DPF has a typically disingenuous exercise in which he compares the effects of Kiwi Saver to National's proposed 2005 tax cuts, and concludes that Kiwi Saver helps the rich:
For someone on $100,000 there is not much difference. National's tax cuts would give you $4,770 and Kiwi Saver $5,040.
But go to a Marketing Manager on around $130,000. Under National they get $4,770 and Labour gives them $6,240. That is around $1,500 more.
Of course, this glosses over a very important point: most of the benefit in Kiwi Saver comes not from the taxpayer, but from matching employer contributions which naturally rise with income. Rather than being a tax cut, it is instead a redistributive policy, aimed at channeling money from employers to workers. As for the government's contribution, the $20 / week cap on matching contributions makes it clear that they are firmly aiming their assistance at the 50% of New Zealanders who earn less than $25,000 a year.
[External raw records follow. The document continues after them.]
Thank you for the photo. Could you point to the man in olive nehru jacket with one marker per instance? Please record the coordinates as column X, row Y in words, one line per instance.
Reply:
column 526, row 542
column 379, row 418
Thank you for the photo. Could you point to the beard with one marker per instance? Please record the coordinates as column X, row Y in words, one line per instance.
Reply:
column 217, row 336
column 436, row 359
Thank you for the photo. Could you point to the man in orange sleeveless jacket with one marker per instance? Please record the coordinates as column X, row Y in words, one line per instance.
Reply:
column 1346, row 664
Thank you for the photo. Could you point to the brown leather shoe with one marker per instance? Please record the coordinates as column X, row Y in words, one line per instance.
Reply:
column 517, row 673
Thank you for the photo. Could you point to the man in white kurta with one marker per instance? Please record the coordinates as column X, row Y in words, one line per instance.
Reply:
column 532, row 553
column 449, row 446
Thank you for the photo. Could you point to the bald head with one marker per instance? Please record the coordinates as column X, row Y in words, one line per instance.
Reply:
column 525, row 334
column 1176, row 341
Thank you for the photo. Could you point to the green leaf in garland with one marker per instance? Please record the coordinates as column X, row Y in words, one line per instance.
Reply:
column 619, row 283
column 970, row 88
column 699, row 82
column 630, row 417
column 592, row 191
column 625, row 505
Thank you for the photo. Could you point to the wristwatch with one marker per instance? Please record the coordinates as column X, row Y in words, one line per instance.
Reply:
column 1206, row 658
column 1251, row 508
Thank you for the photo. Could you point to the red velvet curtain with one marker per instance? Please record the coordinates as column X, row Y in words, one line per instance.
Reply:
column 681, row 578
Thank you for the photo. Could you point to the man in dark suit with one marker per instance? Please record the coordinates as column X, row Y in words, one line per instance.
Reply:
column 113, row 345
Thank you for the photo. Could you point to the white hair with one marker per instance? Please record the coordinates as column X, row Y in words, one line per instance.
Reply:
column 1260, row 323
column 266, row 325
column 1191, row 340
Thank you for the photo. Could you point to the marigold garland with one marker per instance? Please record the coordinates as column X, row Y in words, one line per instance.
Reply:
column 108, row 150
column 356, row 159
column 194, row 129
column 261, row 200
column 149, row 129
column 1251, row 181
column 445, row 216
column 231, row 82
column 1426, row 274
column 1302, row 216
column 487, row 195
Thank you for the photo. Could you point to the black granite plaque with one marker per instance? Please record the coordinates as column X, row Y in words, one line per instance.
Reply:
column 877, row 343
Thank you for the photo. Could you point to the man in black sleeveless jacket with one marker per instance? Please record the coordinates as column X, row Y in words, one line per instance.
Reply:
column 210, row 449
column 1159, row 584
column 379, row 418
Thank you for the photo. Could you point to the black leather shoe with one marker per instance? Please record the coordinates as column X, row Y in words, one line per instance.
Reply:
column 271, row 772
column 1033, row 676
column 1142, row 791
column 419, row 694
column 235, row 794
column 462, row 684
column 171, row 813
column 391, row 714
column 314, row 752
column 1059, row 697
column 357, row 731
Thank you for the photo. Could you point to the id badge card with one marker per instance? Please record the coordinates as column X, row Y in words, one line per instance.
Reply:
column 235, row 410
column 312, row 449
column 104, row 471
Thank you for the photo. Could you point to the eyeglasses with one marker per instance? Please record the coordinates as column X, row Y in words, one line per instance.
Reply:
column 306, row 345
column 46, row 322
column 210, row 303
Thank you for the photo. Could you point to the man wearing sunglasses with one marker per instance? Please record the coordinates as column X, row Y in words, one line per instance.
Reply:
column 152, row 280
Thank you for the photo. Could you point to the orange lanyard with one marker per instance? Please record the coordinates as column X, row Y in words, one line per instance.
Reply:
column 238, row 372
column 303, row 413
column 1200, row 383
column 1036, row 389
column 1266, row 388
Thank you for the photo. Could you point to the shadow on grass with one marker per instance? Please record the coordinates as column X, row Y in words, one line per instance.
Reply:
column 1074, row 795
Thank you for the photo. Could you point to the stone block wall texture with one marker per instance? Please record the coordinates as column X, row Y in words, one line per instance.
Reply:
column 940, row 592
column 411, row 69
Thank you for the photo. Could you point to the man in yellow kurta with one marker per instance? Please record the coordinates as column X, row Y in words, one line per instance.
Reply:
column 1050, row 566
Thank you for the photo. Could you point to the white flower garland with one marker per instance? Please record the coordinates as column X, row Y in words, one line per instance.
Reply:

DPF does raise an interesting question though - how do the benefits compare? Here's a quick graph, whipped up from the spreadsheet Anita did on National's tax cuts back in 2005. Unlike DPF, who consistently shows no interest in the 80% of New Zealanders who earn less than $50,000 a year, and instead focuses his "who benefits" exercises on the 3.5% who earn more than $100,000 a year (otherwise known as "ACT's base"), I've shown the range of incomes from $15,000 to $150,000:
Kiwi Saver consistently delivers more to people than National's programme of tax cuts would have, and (thanks to government contributions) substantially more to those on lower incomes. And it does all of this without causing inflation, or compromising the government's ability to fund public services such as health, education, and social welfare.